In this section we will give a short summary of design hints that one should apply when creating new data specifications.
The following steps may give a suitable start:
An annoying but important point in machine learning concerns the treatment
of missing values, i.e. value tags that indicate that some value could
not be observed or is even meaningless in a certain context. An often
used approach applied in traditional techniques is to explicitly encode
(“hardwire”) strategies for handling missing values in the learning
algorithm. Given more expressive representations it seems necessary to
ask whether this is still required or even advisable: more declarative
ways of specifying (handling of) missing values may be possible.

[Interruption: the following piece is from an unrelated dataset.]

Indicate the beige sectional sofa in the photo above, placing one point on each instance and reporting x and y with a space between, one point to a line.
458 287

Lets consider the following definition:
t = A | B
If this variable could have missing values, then users of machine learning systems often extend this definition as follows:
t = A | B | Missing
This, however, may cause not necessarily expected results. Assume that
some dataset that uses t as result variable contains ten As, nine
Bs and eleven missing values. Then an algorithm taking the most frequent
value would predict Missing. But since the opposite of a missing
value is an available value, we would actually have to predict that
there will indeed be an observation. This case happens more frequently,
because it encompasses both the observations of As and Bs.
Therefore, it may be more suitable to choose the following definition:
t = Observed value | Missing value = A | B
This advises the learning algorithm to treat observed values separately from missing ones. We can even specify structures that explain in more detail how to interpret missing values. For example:
t = Relevant observable_value | Irrelevant observable_value = Observed value | Missing value = A | B
This allows more precise specification of why some value is actually missing: because it may be irrelevant8 or because it could not be observed for some reason, etc. In all these cases the result may indeed be a consequence of the input data, which is why prediction of missing values does indeed make sense. E.g., some value may have been unobservable, because of other (observable) conditions that make collecting data very difficult.